4. Foi aberta vista ao Ministério Público (cfr. fl. 36), que emitiu parecer no sentido de nada ter a opor à requerida inscrição, nos termos seguintes (cfr. fls. 37-48):

«1. Ao abrigo do disposto no n.º 1 do artigo 15.º da Lei Orgânica n.º 2/2003, de 22 de Agosto, com as alterações introduzidas pelas Leis Orgânicas n.ºs 2/2008, de 14 de Maio e 1/2018, de 19 de Abril, vieram 8 789 cidadãos eleitores requerer (dando origem aos autos à margem referenciados) a inscrição, no registo existente no Tribunal Constitucional, do partido Volt Portugal (VP).

2.A junção deste requerimento material foi solicitada por onze cidadãos promotores, dos quais o primeiro é Tiago de Matos Gomes Guilherme, que, concomitantemente, reuniram a Declaração de Princípios; o Projecto de Estatutos do Partido; e os Denominação, Sigla e Símbolo do partido político Volt Portugal (VP).
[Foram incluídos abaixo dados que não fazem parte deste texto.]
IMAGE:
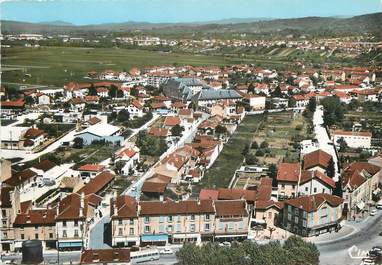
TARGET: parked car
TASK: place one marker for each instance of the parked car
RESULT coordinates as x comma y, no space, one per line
166,251
225,244
373,212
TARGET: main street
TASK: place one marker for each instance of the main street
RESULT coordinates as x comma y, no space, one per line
362,239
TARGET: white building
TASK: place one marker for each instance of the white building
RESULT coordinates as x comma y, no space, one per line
353,139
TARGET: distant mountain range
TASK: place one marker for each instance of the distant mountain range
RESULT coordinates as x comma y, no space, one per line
357,24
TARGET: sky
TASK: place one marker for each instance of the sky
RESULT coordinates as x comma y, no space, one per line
82,12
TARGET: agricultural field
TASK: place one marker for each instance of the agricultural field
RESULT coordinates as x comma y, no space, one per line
221,172
280,131
59,65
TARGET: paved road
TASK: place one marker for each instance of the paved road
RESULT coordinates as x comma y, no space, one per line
364,238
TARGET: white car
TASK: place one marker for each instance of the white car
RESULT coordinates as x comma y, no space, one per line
225,244
166,251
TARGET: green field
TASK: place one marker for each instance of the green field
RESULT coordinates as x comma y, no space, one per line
220,174
59,65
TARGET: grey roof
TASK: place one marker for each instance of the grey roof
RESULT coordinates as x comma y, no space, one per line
180,88
213,94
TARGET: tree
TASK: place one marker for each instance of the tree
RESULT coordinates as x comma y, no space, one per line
177,130
333,110
220,129
250,159
343,145
330,170
312,104
78,142
92,90
245,150
254,145
291,102
264,144
123,116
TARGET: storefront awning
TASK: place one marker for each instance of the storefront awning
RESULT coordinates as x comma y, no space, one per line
361,205
154,238
69,244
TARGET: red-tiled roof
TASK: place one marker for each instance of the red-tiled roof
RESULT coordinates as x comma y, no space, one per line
98,183
171,121
178,207
105,256
91,167
288,172
316,158
313,202
231,208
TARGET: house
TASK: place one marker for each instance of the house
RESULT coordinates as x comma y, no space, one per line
313,182
130,159
101,132
288,175
21,138
231,220
10,205
359,181
35,224
313,215
98,184
318,160
89,171
124,221
353,139
175,221
135,109
158,132
155,186
12,106
43,99
73,213
105,256
171,121
209,97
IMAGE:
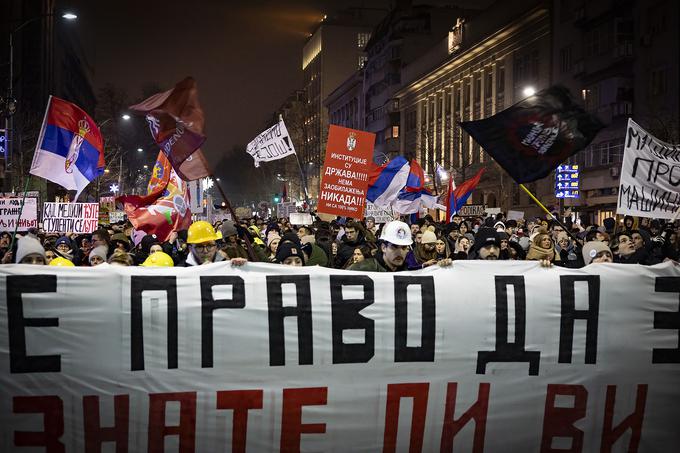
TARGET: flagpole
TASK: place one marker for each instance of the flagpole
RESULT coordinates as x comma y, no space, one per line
21,208
249,246
566,230
303,177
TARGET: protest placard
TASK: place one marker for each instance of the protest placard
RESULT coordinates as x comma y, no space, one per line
515,215
345,175
650,176
9,213
285,209
116,216
381,215
70,217
301,218
487,357
472,210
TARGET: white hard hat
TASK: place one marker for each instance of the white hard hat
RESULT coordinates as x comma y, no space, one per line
396,232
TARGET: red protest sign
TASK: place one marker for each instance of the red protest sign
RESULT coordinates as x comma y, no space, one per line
345,175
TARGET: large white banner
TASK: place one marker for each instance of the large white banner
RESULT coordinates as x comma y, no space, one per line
11,211
272,144
650,176
70,217
479,357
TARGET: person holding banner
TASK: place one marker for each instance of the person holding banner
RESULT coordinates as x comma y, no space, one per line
395,242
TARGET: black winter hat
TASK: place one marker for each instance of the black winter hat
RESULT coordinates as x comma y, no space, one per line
289,249
486,236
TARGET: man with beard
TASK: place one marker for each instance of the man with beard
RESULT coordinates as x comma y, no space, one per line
395,242
424,254
487,245
624,250
352,239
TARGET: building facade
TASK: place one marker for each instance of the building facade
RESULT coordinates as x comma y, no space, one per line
402,37
622,58
334,51
47,60
481,67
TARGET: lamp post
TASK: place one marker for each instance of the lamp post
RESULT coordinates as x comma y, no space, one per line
10,101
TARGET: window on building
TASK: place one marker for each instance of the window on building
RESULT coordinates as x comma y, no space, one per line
565,59
656,19
488,85
599,41
362,39
658,80
591,97
411,119
500,79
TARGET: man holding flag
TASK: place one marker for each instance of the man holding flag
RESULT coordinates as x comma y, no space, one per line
70,148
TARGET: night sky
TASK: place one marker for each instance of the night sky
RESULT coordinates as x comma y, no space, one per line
245,56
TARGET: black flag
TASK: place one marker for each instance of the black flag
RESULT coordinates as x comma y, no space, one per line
531,138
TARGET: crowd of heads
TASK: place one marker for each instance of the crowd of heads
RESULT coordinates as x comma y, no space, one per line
358,245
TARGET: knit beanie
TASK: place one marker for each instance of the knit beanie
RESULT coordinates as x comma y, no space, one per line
271,236
63,240
287,249
428,238
591,249
27,246
100,251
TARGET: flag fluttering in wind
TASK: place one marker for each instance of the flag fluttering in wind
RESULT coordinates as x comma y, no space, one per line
531,138
414,195
272,144
386,181
176,122
165,208
459,195
70,149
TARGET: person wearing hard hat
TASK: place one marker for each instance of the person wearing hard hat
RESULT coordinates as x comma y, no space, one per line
59,261
395,243
158,259
202,239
3.Foi cumprido o disposto no n.º 2 do artigo 15.º da Lei Orgânica n.º 2/2003, de 22 de Agosto, com as alterações introduzidas pelas Leis Orgânicas n.ºs 2/2008, de 14 de Maio e 1/2018, de 19 de Abril, tendo sido apresentados, quanto a todos os signatários, o nome completo e o número do bilhete de identidade ou do cartão de cidadão.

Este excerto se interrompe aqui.